Sono troppe le difficoltà in quel distretto, troppo vivo è il malcontento nei confronti di una politica che fatica a trovare dei validi rappresentanti e che in taluni casi non si schiera apertamente contro Cosa Nostra. Come dare torto, quindi, a Lo Monaco quando ha sottolineato la necessità di ritrovare una dimensione etica della politica. “Faccio un appello per le prossime elezioni ai partiti di tutti gli schieramenti: che non si candidino nelle proprie liste persone rinviate a giudizio”. Questa la voce del presidente del Centro Studi Pio La Torre che ha evidenziato la necessità di non abbassare la guardia contro la recrudescenza mafiosa e di sondare maggiormente sul nodo gordiano che intreccia gli affari delle imprese grandi e piccole agli interessi dei boss.
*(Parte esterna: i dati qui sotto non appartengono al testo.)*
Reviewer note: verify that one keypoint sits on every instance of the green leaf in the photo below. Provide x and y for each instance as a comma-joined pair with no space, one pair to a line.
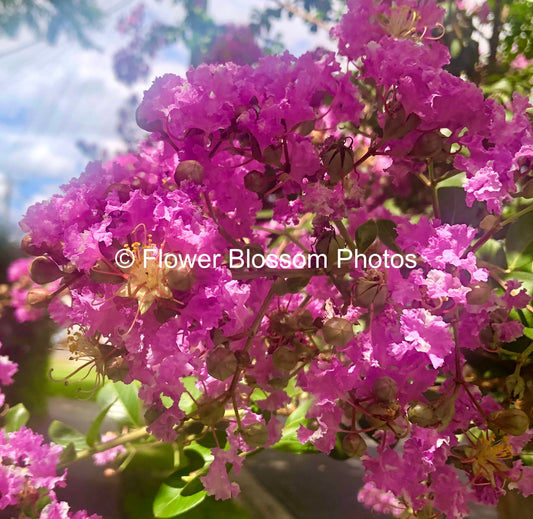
175,495
289,441
519,244
365,235
16,417
126,406
154,459
93,435
387,234
169,502
63,435
68,454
“Voi mafiosi siete i veri deboli di questo paese, e noi continueremo a colpirvi”. Questo lo sfogo di Francesco Forgione, attuale presidente della Commissione Parlamentare Antimafia perfettamente in sintonia con quello dell’Arciprete Geraci: “La chiesa di Partinico è contro la mafia, e noi non abbiamo paura di nessuno”. Frasi tonanti, lanciate in una fredda serata di gennaio, che rappresentano una rivoluzione culturale, un punto di partenza e non di arrivo.
E a chiusura le dichiarazioni emblematiche di Pino Maniaci: “Con quest’iniziativa abbiamo dato uno scossone a tutti i «malacarni»,
ma dobbiamo andare avanti e continuare a gridare, come diceva Peppino Impastato, che la mafia è una montagna di merda” – queste le parole di un giornalista scomodo che ha salutato il pubblico presente annunciando una lieta notizia – “domani le ruspe saranno di nuovo a Valguarnera a distruggere le stalle dei Vitale, gli stessi che mi hanno picchiato vilmente”.
Perché la gramigna bisogna pestarla tutta affinché possa crescere il gelsomino, anche a Partinico.